On Wednesday, November 18 at 8pm, the Buffalo Chamber Players perform for the first time in the Mary Seaton Room of Kleinhans Music Hall, away from their usual home at the Buffalo Seminary. With a core of BPO musicians, along with top-flight area free lancers, the BCP, now in their third year of existence, have made it their mission, under the capable guidance of BPO violist Janz Castelo, to seek out and perform a wide range of often overlooked chamber music for unusual instrumental and vocal forces. The program includes Beethoven’s irresistible Serenade for Flute, Violin and Viola in D Major, Op. 25, Michael Haydn’s rarely performed Quartet in C Major for English Horn, Violin, Cello and Bass, MH 600 and Mozart’s sublime Quintet for Clarinet and Strings in A Major, K. 571.

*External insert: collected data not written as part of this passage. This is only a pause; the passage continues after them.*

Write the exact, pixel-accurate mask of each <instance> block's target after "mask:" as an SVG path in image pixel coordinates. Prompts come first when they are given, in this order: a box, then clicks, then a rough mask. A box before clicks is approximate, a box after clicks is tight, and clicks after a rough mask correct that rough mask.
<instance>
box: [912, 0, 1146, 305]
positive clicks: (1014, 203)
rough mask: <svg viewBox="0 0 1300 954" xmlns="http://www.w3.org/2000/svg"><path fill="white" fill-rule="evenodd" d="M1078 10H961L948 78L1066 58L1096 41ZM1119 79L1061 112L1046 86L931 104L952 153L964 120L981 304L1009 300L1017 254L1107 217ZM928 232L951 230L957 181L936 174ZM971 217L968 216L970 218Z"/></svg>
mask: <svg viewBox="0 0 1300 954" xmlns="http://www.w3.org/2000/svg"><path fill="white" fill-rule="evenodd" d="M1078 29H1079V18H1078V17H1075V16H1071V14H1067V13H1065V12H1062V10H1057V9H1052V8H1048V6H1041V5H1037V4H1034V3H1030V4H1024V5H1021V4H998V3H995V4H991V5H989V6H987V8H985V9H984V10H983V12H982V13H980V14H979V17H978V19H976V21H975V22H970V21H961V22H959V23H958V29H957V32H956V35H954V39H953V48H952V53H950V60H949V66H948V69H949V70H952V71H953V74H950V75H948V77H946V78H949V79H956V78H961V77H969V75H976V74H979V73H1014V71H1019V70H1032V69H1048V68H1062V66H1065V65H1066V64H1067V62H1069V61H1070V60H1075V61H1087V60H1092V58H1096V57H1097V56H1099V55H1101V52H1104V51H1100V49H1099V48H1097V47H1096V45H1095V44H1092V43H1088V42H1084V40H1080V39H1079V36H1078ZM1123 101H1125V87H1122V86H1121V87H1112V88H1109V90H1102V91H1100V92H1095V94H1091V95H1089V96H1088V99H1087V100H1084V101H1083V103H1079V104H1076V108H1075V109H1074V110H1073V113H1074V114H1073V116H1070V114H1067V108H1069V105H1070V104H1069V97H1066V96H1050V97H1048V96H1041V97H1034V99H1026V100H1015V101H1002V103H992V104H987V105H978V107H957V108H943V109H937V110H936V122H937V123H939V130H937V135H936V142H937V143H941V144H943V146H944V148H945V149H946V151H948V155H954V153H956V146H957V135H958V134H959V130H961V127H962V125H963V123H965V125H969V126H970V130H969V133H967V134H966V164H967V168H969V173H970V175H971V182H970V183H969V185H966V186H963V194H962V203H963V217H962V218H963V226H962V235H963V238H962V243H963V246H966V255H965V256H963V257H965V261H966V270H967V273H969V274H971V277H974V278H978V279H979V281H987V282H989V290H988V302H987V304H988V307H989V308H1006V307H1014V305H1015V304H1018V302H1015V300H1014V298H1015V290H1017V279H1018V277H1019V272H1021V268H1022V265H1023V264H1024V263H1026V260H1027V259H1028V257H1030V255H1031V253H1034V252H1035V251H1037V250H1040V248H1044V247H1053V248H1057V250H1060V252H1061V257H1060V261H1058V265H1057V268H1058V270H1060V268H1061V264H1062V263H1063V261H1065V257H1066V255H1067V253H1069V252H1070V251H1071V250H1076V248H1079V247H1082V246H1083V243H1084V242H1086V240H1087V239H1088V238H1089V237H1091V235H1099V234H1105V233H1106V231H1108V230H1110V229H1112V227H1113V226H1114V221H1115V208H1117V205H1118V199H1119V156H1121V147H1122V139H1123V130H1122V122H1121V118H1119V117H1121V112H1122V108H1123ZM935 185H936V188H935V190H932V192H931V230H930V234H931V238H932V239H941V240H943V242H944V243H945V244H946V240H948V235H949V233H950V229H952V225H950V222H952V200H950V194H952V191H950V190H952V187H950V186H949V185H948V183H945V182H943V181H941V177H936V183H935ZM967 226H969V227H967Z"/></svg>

Buffalo native Michael Christie conducts the closing weekend of the Viennese Festival on Saturday, November 21 at 8:00 pm and Sunday, November 22 at 2:30pm, with a dyed-in-the wool gemütlich Viennese program entitled “The City of Dreams,” no doubt inspired by Rudolf Sieczynski 1913 popular song, Vienna, City of My Dreams. Schubert’s Symphony No. 2, Anton Webern’s arrangement of Schubert’s Six German Dances (yes, that Anton Webern, the same uncompromising modernist) and a selection of Waltzes by Johann Strauss, will be conducted by the young Buffalo native Michael Christie, current music director of both the Phoenix Symphony and the Brooklyn Philharmonic orchestras, who is rapidly carving a place for himself in the classical musical firmament with his innovative projects focusing on interdisciplinary collaborations with visual artists, dance companies, and theater groups, as well as on contemporary composers.